The news that third-quarter revenue had fallen slightly below Wall Street expectations didn’t much dampen the spirits of SAP AG executives; they were busy celebrating the fact that more than half of the $1.91 billion they raked in came from mySAP.com, the E-business software venture that is essentially the company’s future.
Launched in May 1999 to yawns and outright derision, the Web-based version of the company’s flagship R3 product suite, expanded to include a number of “customer-facing” applications, such as customer relationship management and E-procurement, now seems well on its way to meeting the company’s goal of accounting for half of all license revenue in 2000. The turnaround stems in part from bolstering the product’s capabilities, but it may owe more to savvier marketing that clarifies how the product meets business needs. “We didn’t do a good job of articulating just what mySAP.com is when we launched it,” says Chris Larsen, president of SAP America. “And, in truth, it was little more than a portal at first.”
Over the past 18 months, however, SAP has brought more core enterprise resource planning (ERP) functionality to the Web, and has partnered with CommerceOne and others to offer a broader set of E-business applications. The company also simplified its licensing terms, which analyst David Boulanger of AMR Research in Boston says has helped improve sales. “They’ve been low-key about the technological improvements,” he says, “but have done very well in communicating just what the product can do for customers.”
Emphasizing Integration
Alan Weiss, vice president of E-business for Osram Sylvania’s general lighting division, based in Danvers, Mass., says that by moving its R3 technology into a Web environment, SAP has given clients new options for how to use it. “We created a portal for our customers, called mySylvania.com,” says Weiss, “that lets us provide online ordering and other services, and because of mySAP.com we can integrate our portal with our ERP system very easily.”

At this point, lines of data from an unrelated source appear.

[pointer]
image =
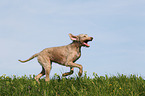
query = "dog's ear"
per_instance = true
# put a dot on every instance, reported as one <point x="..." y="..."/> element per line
<point x="72" y="37"/>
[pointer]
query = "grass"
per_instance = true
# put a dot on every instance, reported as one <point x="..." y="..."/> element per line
<point x="120" y="85"/>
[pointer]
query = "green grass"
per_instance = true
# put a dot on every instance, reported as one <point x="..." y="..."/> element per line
<point x="120" y="85"/>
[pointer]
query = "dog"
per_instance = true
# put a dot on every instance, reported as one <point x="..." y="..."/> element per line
<point x="63" y="55"/>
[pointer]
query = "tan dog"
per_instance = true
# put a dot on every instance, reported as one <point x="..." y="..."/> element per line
<point x="64" y="55"/>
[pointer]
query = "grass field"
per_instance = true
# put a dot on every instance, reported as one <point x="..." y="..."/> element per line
<point x="120" y="85"/>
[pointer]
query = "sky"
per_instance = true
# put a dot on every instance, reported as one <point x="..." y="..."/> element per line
<point x="117" y="26"/>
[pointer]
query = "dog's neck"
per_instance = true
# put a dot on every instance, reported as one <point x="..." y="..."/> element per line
<point x="76" y="44"/>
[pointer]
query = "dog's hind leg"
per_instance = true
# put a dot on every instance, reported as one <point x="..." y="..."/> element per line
<point x="69" y="73"/>
<point x="40" y="75"/>
<point x="46" y="63"/>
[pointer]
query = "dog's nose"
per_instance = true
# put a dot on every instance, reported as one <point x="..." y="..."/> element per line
<point x="91" y="38"/>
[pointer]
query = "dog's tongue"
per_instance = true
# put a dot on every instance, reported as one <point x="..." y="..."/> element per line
<point x="86" y="44"/>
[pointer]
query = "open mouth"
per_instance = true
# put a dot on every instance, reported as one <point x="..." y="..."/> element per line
<point x="86" y="43"/>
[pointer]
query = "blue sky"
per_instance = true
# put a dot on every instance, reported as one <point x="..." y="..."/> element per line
<point x="118" y="28"/>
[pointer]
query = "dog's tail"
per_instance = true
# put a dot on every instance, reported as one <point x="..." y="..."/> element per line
<point x="35" y="55"/>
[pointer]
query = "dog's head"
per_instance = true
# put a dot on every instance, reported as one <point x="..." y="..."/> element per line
<point x="82" y="38"/>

The portal is more than simply an extension of Sylvania’s ERP environment: it also offers marketing information, training courses, and other forms of interaction. But because SAP has brought its products to the Internet via mySAP.com, extending the traditional foundation of a company’s internal operations to its external relationships is now much simpler.
SAP is not alone, however. Oracle Corp., J.D. Edwards & Co., and PeopleSoft Inc. are all aggressively marketing Web-enabled, browser-based versions of their product suites. J.D. Edwards rolled out its OneWorld product four years ago, in fact, and now boasts more than 1,000 customers worldwide. The company differentiates itself from the other major ERP players by emphasizing collaboration. “While we can’t claim to have seen just how the Internet would play out,” says Dave Hill, vice president of industry solutions for J.D. Edwards, “we’ve designed our product so that companies can integrate best-of-breed solutions from any company. Other players in this space want customers to buy as many applications from them as possible.”
Not without reason, if SAP’s success is any measure. Larsen says 90 percent of mySAP.com revenue comes from either customers that are completely new to SAP or existing customers buying new applications or functionality. Out-of-the-box integration has been a major selling point for SAP, Oracle, and PeopleSoft, but Hill believes that the nature of E-business will validate J.D. Edwards’s approach. “Flexibility and agility are critical today,” he says, “and by redesigning our products into easily integrated components, we provide that, and let you use any other products as well.”
SAP has also broken its monolithic suite into components, and has opened a new technology development center at its U.S. headquarters in Newtown Square, Pa. With 24,000 existing customers, it can do a booming business simply by moving them to mySAP.com. But it also has its sights set on the tens of thousands of mostly midsize companies that have never opted for ERP.
Whether these new Web-enabled versions offered by the major players can tempt them remains to be seen, but if SAP’s recent quarter is any indication, there is life left in ERP yet. As Philip Carnelley, an analyst with Ovum, in London, puts it, “ERP was virtually dead, but by using the Web to turn its focus toward customers and suppliers, it has become a platform for just about everything you could want to do with your business.”